Pros:Bottom-freezers offer the convenience of an eye-level refrigerator. French-door models offer the space-saving narrow door swing of a side-by-side and the option of opening only half the refrigerator for smaller items.
Cons:You have to bend to reach the freezer—but you’ll typically use the refrigerator much more often. French-door models cost significantly more and are more difficult to find in narrower widths. It can be difficult to find a bottom-freezer model with in-door ice and water.
A vertical, full-length split places the freezer on one side and refrigerator on the other. Side-by-sides typically come with through-the-door ice and water dispensers, temperature-controlled bins, and rapid ice-making cycles. Width typically measures 32 to 36 inches. Claimed capacities are up to 30 cubic feet, but only about 65 to 70 percent is usable.
Pros:The narrow doors are a plus in a tight kitchen.
Cons:Most doors don’t open wide enough for a pizza box or other wide items, and tall, narrow compartments make items toward the back difficult to find.
These pricey models are designed to fit almost flush with cabinets and counters. Built-ins typically come in bottom-freezer and side-by-side styles. You can even buy a separate refrigerator and freezer and build them into a 72-inch-wide opening. Claimed capacities go up to 26 cubic feet, but only about 70 percent of that is usable.

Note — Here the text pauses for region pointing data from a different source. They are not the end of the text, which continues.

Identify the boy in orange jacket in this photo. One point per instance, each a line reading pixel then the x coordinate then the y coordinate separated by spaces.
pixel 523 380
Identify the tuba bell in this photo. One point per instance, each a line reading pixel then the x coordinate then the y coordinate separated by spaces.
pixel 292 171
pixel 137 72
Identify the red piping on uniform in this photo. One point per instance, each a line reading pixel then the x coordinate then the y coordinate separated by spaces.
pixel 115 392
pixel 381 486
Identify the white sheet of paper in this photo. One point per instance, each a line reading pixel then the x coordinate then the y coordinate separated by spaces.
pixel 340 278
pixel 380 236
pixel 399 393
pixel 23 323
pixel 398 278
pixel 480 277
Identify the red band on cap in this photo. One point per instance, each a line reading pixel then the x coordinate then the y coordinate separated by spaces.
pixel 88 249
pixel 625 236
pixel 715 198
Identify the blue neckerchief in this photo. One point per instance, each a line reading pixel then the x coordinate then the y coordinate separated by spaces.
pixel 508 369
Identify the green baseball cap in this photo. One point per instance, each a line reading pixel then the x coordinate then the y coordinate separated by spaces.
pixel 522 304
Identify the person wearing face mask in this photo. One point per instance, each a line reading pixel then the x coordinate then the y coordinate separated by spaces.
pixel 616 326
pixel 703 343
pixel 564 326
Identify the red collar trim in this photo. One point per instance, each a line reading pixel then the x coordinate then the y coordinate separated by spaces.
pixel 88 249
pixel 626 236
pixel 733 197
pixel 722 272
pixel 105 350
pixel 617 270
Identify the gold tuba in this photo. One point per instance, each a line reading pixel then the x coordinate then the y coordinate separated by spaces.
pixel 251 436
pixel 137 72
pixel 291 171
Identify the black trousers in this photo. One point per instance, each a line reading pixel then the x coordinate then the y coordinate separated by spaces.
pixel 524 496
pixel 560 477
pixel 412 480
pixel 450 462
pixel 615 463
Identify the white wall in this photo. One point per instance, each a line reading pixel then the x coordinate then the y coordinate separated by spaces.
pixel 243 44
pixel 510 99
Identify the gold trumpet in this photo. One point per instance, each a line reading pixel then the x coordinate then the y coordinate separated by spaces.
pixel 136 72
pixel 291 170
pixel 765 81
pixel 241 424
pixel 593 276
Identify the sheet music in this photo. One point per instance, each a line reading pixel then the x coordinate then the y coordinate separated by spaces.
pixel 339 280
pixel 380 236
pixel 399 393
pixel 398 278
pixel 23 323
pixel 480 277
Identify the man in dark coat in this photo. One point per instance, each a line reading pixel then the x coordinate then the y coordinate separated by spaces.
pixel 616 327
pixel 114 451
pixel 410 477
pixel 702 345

Pros:These offer the sleekest look. And most can accept optional front panels that match other elements of your kitchen.
Cons:Built-in refrigerators are the least space efficient overall. They’re wide (36 inches or more) but relatively shallow—25 or 26 inches front to back. They’ve also been repair-prone as a group.
French Door Refrigeration
French-door bottom-freezer refrigerators represent the latest trend in refrigerator design. The armoire-style design requires minimal space for door opening, making it ideal for small kitchens.

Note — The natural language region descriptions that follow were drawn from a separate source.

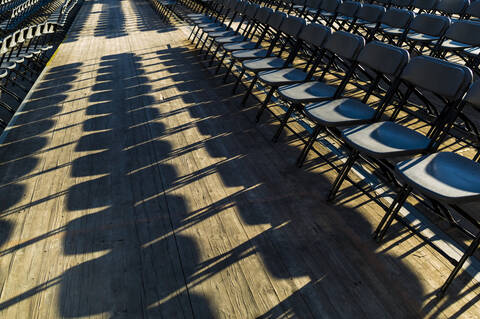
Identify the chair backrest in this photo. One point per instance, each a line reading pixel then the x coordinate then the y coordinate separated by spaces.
pixel 443 78
pixel 330 5
pixel 464 31
pixel 276 19
pixel 313 4
pixel 241 7
pixel 473 9
pixel 384 58
pixel 450 7
pixel 371 12
pixel 398 18
pixel 345 45
pixel 402 3
pixel 473 95
pixel 292 26
pixel 427 5
pixel 5 44
pixel 263 14
pixel 315 34
pixel 298 2
pixel 349 8
pixel 430 24
pixel 251 10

You get the look of a built-in for less money with these somewhat shallow freestanding refrigerators. Most come as side-by-sides, but top- and bottom-freezers and French-door models are available. Claimed capacities reach up to 21 cubic feet, but far less than that is usable.
Pros:These stick out only a bit farther than built-in models. Many accept extra-cost panels for a custom look.
Cons:Cabinet-depth models have less usable space than the deeper freestanding models and cost more.
Refrigerator with Drawers
These are among the latest luxuries for kitchens where even the biggest refrigerator simply isn’t enough.
Pros:They can mount under a countertop or within a kitchen island for storing drinks and other specialized items. They do not cost much to run, but that’s because of their limited capacity.
Cons:Refrigerator drawers tend to be large on price and small on space. Although they cost little to run, refrigerator drawers provide poor energy efficiency.
Panel Refrigerators Can Create a Custom Design for Your Kitchen
Several appliance providers such as GE Profile offer built-in and counter-depth side-by-side refrigerators can be customized with additional custom refrigerator panels. With a custom panel-ready refrigerator, you can have a refrigerator that matches your kitchen cabinetry. You can also easily change the look of your refrigerator by simply swapping out the panels.